The observation space consists of:
- LiDAR: A grid with 8 beams, each detecting one of the 8 possible objects in the environment.
- Inventory: The agent’s inventory containing resources it has collected.
The LiDAR data is flattened and concatenated with the inventory data to form the final observation space.
- Per-Step Penalty: -1 for each time step to encourage faster completion of the task.
- Resource Collection: +1 for collecting a new resource.
- Crafting the Sword: +50 (only during the first
max_reward_episodes
episodes). - Opening the Chest: +1000 for successfully opening the chest after crafting the sword.
- Failures: -1 for attempting invalid actions (e.g., crafting without the necessary resources).
The training is implemented using the PPO algorithm from Tianshou. The agent is trained across 8 parallel environments, using a replay buffer to store experience. The policy and value networks are trained jointly using the collected experience.
The agent's training will stop once it reaches a success rate of 90% over the last 10 evaluations. Success is defined as successfully opening the chest.
The environment also supports manual control via keyboard inputs.

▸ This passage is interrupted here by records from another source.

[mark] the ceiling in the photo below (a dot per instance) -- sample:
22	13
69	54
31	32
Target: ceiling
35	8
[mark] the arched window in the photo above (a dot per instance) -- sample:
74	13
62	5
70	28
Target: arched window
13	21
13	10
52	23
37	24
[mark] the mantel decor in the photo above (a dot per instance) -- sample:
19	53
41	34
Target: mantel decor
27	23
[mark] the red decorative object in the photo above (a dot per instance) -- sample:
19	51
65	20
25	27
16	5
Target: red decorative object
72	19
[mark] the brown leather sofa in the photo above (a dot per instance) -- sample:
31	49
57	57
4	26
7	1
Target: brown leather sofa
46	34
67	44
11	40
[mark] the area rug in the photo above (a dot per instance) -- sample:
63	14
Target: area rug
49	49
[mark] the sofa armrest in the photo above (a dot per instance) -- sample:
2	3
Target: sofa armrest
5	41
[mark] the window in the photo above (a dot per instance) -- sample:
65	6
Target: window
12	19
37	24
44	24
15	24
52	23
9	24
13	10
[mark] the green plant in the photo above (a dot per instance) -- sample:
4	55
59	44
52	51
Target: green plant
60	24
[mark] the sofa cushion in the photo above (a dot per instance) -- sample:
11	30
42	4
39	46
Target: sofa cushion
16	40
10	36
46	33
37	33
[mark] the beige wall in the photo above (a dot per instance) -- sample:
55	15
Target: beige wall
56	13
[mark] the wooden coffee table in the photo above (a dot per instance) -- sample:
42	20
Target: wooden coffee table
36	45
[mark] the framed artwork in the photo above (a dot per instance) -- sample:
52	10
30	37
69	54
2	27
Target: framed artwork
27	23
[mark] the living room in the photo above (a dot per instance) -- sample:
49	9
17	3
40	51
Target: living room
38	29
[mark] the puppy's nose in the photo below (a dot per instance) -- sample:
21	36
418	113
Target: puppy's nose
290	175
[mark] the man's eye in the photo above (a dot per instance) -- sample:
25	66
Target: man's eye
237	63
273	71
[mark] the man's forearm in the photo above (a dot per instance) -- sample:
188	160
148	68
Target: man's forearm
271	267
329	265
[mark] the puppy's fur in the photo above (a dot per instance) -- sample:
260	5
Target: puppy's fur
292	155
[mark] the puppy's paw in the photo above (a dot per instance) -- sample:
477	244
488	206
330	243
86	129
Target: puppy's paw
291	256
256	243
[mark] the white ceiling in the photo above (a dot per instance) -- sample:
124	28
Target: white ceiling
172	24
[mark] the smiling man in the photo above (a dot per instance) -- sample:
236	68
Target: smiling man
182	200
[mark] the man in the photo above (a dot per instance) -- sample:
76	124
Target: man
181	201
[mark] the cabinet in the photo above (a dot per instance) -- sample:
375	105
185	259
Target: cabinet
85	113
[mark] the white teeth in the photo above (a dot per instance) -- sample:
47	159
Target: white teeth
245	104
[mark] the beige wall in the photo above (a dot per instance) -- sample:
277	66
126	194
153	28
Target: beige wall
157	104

You can control the agent using the following keys:
- Arrow Keys: Move the agent (left, right, up).
- Spacebar: Interact with objects (collect resources).
- C: Craft the sword.
- O: Open the chest.
- Python 3.11+
- Gymnasium
- MiniGrid
- Tianshou
- Pytorch
- Numpy
- TensorBoard
-
Clone the repository.
-
Create a virtual environment and activate it:
python3 -m venv venv source venv/bin/activate # On Windows, use `venv\Scripts\activate`
or Conda
conda create --name see_say python=3.11.4
-
Install the dependencies:
pip install -r requirements.txt
To train the agent using PPO (PPO.py
), run the following command:
python run.py
You can modify various aspects of the training via command-line arguments:
--use-wrapper
: Use the environment wrapper that encodes constraints (default:False
).--use-attention
: Enable the attention mechanism for constraint-based observations (default:False
).--device
: Specify the device to run the training on (cpu
,cuda
, ormps
). By default, the script will automatically choose the most suitable device.--max-episodes
: Set the maximum number of training episodes (default:100000
).--max-timesteps
: Set the maximum number of timesteps per episode (default:300
).--update-timestep
: Set the number of timesteps before updating the PPO agent (default:2000
).
Example usage
python run.py --use-wrapper --use-attention --device cuda --max-episodes 50000 --max-timesteps 400
This will start the training process and log results to TensorBoard.
For tensorboard logging
tensorboard --logdir=log/
To manually control the agent, run the following command:
python env.py
You can then control the agent with the keyboard as described in the Manual Control section.